A live show is harder to ignore, something to stand out in the crowded Christmas TV market. After all, ‘people love a bit of jeopardy’. Not my words, but a typically self-referential line from Mack’s character Lee, setting up the premise that he and wife Lucy (Sally Bretton) were organising a school variety show.
It’s a good set-up for stunts to play with the live format: Lee juggling eggs, grappling with a tongue-twister and throwing knives. Or, just as impressively, Hugh Dennis and Abigail Cruttenden’s characters Toby and Anna singing Tom Lehrer’s The Elements – the periodic table set to a very brisk Gilbert and Sullivan tune – with the added complications of altered lyrics and recited while having an argument.

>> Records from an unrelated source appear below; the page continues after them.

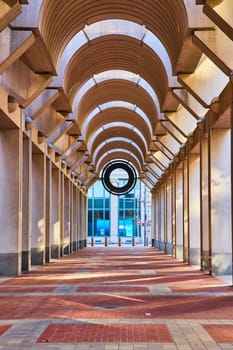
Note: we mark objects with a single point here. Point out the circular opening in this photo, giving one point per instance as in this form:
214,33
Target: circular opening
119,187
119,177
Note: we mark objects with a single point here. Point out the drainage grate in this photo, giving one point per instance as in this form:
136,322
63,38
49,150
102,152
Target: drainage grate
110,307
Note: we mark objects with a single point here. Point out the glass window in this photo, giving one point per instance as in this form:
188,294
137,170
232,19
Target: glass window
98,203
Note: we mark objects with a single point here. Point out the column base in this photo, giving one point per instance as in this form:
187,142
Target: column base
194,256
222,264
9,264
26,261
37,256
55,251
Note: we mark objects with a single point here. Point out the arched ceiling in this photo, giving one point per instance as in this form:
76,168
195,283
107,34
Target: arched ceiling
103,79
55,16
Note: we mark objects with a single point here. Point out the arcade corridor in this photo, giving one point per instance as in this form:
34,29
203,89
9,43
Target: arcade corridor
116,298
89,87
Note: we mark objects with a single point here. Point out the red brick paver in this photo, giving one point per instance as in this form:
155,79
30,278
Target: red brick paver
116,295
106,333
4,328
221,333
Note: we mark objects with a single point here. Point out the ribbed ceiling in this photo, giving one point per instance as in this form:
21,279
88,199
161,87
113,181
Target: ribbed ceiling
61,20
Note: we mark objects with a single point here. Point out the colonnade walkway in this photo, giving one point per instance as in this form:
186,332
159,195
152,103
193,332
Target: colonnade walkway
116,298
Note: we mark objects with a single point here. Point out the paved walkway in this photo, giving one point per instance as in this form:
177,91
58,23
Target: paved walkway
120,298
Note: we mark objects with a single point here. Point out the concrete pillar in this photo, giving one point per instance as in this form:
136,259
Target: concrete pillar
169,217
83,221
38,207
114,219
162,220
205,212
157,219
179,214
153,221
27,204
173,191
194,209
186,209
221,210
11,144
61,212
78,204
48,209
55,213
66,217
26,209
72,217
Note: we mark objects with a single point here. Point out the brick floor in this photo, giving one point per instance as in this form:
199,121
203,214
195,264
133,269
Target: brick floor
106,333
116,298
221,333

For all the aforementioned jeopardy, it was all executed very well. Perhaps a little too well to make the most of its ‘liveness’. Bretton fluffed a line early doors, but even that seemed intentional, allowing Mack to quip off the back of it. But other than a boom mic drifting into shot at one point and the odd ill-framed camera shot, you would think it was recorded.
So the joke was about knowing references to the show being live rather than making the audience feel the adrenaline. Contributing to that was not making the studio audience part of the show, despite Lee’s vast experience with a live crowd. Perhaps producers felt Mrs Brown’s Boys had got there first by putting the punters in shot, but it made a lot of Not Going Out’s laughs feel canned.
Was it really funny that prop-makers spoofed up a newspaper with an actual headline from the week about Jeremy Corbyn’s Commons mutterings? Yet it got a huge laugh. Thankfully the gag it was telegraphing was actually funny. You don’t want for gags in an episode of this sitcom, even if some are predictable. Two minutes to kill? Lucy suggests sex. ‘What twice?’ is the obvious response.
But to quote another of Lee’s knowing lines from the script: ‘You can get away with anything in a Christmas show’
A live version of Not Going Out was never going to be as inventive as Inside No 9 doing the same – real-time tweets, big plot twists and all. But true to form, it’s was safely, but not excitingly, funny.